David Hotchkiss Price (born January 29, 1957) is an American historian and a scholar of early modern culture. Professor of Religious Studies, History, and Jewish Studies at Vanderbilt University until 2024, he is now emeritus (Jewish Studies). Price studied classics (BA) and German literature (MA) at the University of Cincinnati before receiving his PhD in German Studies from Yale University (1985). He also studied at the University of Tübingen and LMU Munich. From 2005 to 2016, he was a professor at the University of Illinois Urbana-Champaign. He previously taught at Yale University and the University of Texas at Austin. Price is the author of numerous books and articles on the Bible in English, Reformation drama, humanist poetry, Albrecht Dürer, and Johannes Reuchlin, the Jewish Book Controversy of the early sixteenth century, and religious toleration in the early modern period.

==Selected publications==

- Defending Judaism: Jewish Writing and Religious Toleration in Early Modern Europe. Oxford University Press, 2025.
- In the Beginning was the Image: Art and the Reformation BIble. Oxford University Press, 2021.
- Johannes Reuchlin and the Campaign to Destroy Jewish Books. Oxford University Press, 2011.
- Nicodemus Frischlin, Phasma. Critical edition of Latin text, with translation and introduction by David H. Price. Stuttgart: Frommann-Holzboog, 2007.
- (Co-author) “Let It Go Among Our People”: An Illustrated History of the English Bible from Wyclif to the King James Version. Cambridge: Lutterworth, 2004.
- Albrecht Dürer’s Renaissance: Humanism, Reformation, and the Art of Faith. University of Michigan Press, 2003.
- Albrecht Dürer. Underweysung der Messung. Electronic facsimile of 1538 edition (CD-ROM). Commentary by David Price. Palo Alto: Octavo, 2003.
- Janus Secundus. Tempe: Medieval and Renaissance Texts and Studies, 1996.

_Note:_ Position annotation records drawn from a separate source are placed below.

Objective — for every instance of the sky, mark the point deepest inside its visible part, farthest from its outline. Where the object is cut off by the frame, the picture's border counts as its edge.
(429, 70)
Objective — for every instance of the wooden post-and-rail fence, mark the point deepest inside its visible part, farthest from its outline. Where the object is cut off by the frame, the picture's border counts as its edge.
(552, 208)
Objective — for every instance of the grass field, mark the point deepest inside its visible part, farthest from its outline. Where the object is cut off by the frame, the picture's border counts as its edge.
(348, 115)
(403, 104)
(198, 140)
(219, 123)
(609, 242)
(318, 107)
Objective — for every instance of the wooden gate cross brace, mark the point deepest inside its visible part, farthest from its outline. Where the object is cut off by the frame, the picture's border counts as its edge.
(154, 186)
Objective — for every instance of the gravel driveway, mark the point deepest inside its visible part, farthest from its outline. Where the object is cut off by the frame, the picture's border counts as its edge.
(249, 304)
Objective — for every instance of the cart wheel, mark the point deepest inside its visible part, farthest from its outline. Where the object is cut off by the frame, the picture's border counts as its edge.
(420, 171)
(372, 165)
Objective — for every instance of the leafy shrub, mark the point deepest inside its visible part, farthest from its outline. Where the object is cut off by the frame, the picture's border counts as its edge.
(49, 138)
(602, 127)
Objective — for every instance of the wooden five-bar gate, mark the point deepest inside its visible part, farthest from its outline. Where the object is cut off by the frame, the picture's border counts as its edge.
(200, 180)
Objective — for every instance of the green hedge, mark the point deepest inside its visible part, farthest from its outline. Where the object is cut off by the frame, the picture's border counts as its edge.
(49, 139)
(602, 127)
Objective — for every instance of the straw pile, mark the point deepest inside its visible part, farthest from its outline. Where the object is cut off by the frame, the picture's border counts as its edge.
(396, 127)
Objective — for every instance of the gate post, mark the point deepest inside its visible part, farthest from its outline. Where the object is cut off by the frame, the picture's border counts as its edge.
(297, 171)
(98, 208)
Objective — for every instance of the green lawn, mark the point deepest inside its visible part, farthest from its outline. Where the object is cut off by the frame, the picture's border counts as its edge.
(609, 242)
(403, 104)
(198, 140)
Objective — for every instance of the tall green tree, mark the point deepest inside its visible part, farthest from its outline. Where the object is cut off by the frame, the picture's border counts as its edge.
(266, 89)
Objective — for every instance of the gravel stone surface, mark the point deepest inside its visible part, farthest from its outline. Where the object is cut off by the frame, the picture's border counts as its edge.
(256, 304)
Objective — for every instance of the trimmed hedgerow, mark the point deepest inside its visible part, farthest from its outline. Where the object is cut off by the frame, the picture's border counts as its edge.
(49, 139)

- The Reformation of the Bible: The Bible of the Reformation, with Jaroslav Pelikan and Valerie Hotchkiss, Yale University Press, 1996. (exhibition catalog) Winner of the Katharine Kyes Leab and Daniel J. Leab American American Book Prices Current Exhibition Catalogue Award.
- The Political Dramaturgy of Nicodemus Frischlin: Essays on Humanist Drama in Germany. Chapel Hill and London: University of North Carolina Press, 1990.